Subject: Drug Makers Near Old Goal: A Legal Shield

A few weeks ago I remember reading a post from fellow eDrugSearch member Tom that posed the question if patients should be allowed to file drug industry lawsuits. (Here’s the Post /hot-topics-food-and-drug-administration/should-patients-be-allowed-to-file-drug-injury-lawsuits-125)

The resounding response from other members was yes, simply because the FDA has neither the means nor the will to be completely infallible in the drug approval process.

The NY times spoke of another case in an article today involving Johnson & Johnson:

"For years, Johnson & Johnson obscured evidence that its popular Ortho Evra birth control patch delivered much more estrogen than standard birth control pills, potentially increasing the risk of blood clots and strokes, according to internal company documents.
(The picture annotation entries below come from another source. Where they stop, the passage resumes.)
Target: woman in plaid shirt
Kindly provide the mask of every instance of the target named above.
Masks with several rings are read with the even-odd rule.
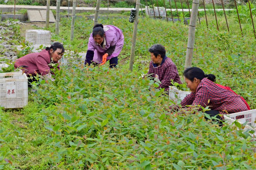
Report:
[[[209,106],[211,110],[205,112],[211,117],[220,113],[232,113],[250,109],[240,96],[214,83],[216,78],[214,75],[205,74],[202,69],[196,67],[187,68],[183,74],[192,93],[182,100],[182,106],[200,105],[204,107]],[[202,110],[201,108],[198,110]],[[216,117],[221,118],[219,115]],[[243,115],[237,119],[244,117]]]

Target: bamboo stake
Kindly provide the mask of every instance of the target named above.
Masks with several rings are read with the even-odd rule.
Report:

But because the Food and Drug Administration approved the patch, the company is arguing in court that it cannot be sued by women who claim that they were injured by the product — even though its old label inaccurately described the amount of estrogen it released.

This legal argument is called pre-emption. After decades of being dismissed by courts, the tactic now appears to be on the verge of success, lawyers for plaintiffs and drug companies say.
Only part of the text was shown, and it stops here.